Administrative Simplification sets standards and operating rules for how issuers like Blue Shield of California and other covered entities interact with providers, particularly regarding electronic transactions of information. The goal of these requirements is to ultimately reduce costs by streamlining transactions and making existing standards work more efficiently.

The Health Plan Identifier

As part of the Administrative Simplification requirements, all entities who meet the definition of health plan must obtain an HPID.

The Administrative Simplification final rule (PDF, 611KB) regarding HPIDs includes new definitions that will be important to self-funded plans: controlling health plan and sub-health plan.
The rule states:

Controlling health plan (CHP) means a health plan that—
(1) Controls its own business activities, actions or policies; or
(2) [Meets the following conditions:]
(i) Is controlled by an entity that is not a health plan; and
(ii) If it has a sub-health plan(s) (as defined in this section), exercises sufficient control over the
sub-health plan(s) to direct its/their business activities, actions, or policies

Sub-health plan (SHP) means a health plan whose business activities, actions or policies are directed by a controlling health plan.

Self-funded and Shared Advantage plans

A self-funded plan is a health plan as defined by HIPAA. As a controlling health plan, self-funded plans will be required to obtain an HPID even if the plan does not conduct any of the electronic transactions and the HPID will not be used for this purpose. Based on our understanding, most self-funded plans will meet the definition of a CHP and need to obtain an HPID. The final rule indicates that the HPID may be used for any other lawful purpose, so it’s possible that federal agencies will require an HPID to be reported by self-funded plans for other purposes.
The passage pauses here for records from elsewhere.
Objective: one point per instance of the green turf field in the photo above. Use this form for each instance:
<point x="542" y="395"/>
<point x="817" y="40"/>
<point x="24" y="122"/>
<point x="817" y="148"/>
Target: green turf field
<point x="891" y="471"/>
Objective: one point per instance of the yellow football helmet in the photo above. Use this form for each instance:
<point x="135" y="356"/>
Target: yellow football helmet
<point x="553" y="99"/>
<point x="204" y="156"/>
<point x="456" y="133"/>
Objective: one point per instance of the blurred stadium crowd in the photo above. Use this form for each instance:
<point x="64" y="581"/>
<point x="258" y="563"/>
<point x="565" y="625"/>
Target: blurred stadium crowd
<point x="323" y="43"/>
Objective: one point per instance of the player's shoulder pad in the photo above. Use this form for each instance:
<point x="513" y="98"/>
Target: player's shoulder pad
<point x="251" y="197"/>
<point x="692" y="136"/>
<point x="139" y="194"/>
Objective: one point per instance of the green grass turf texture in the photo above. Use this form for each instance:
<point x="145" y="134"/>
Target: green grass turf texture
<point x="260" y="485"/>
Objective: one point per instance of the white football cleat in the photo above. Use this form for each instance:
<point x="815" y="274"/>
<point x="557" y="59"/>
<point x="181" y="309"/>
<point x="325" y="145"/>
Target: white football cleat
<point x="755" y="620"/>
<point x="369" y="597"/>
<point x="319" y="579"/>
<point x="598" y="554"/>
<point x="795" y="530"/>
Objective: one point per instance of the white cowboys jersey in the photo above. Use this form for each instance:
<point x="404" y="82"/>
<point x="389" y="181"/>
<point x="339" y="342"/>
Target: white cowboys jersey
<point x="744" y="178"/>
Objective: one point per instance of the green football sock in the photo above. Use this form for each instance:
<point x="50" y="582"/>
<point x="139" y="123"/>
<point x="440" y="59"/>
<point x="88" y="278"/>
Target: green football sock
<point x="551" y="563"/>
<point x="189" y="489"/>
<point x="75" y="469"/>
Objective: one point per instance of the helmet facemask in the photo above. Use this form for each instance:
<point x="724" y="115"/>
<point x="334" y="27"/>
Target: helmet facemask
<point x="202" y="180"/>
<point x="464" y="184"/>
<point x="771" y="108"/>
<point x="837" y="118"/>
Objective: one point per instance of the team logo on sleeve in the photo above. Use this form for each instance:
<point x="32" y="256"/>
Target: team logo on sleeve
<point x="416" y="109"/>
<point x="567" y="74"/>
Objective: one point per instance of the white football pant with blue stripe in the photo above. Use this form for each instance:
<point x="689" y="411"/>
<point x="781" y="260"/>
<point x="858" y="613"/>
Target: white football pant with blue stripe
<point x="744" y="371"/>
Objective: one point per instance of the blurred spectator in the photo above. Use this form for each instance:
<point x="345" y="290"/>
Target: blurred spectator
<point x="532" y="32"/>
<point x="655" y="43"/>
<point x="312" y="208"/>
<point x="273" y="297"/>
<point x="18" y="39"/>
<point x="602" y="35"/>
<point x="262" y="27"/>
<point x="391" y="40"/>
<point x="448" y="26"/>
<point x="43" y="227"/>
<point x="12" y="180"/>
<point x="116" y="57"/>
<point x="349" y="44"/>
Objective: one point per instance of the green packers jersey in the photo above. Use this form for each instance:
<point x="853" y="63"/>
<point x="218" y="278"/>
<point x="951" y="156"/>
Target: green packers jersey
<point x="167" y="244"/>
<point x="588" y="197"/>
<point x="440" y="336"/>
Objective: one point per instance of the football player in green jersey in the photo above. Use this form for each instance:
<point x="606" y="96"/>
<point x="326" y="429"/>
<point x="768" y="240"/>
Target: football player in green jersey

A self-funded plan that is an SHP plan may obtain an HPID but is not required to do so.

The deadline for obtaining an HPID is Nov. 5, 20142. To help health plans, the Centers for Medicare & Medicaid Services (CMS) created an HPID website that has information about the HPID, including videos and presentations. The site also includes details about the Health Plan and Other Entity Enumeration System (HPOES). This is the system a self-funded health plan will use to obtain an HPID. Self-funded plans that have specific questions are urged to contact their own legal counsel.

Fully insured groups

Fully insured groups that purchase health insurance through Blue Shield of California are not likely to be considered a health plan by HIPAA and are not required to obtain a Health Plan Identifier. If you are unsure if you qualify as a health plan as defined by HIPAA, guidance available (PDF, 259KB) on the CMS website.

Blue Shield of California’s response

As a Controlling Health Plan, Blue Shield of California must comply with these mandated requirements. We have obtained an HPID and are compliant with the November 5, 2014 date. We will not be applying for any HPIDs on behalf of any of our self-funded plans or fully insured groups.

The second part of the rule requires the use of the HPID in HIPAA standard transactions by November 2016. Blue Shield of California will be assessing the implementation of the HPID in the standard transactions in 2015.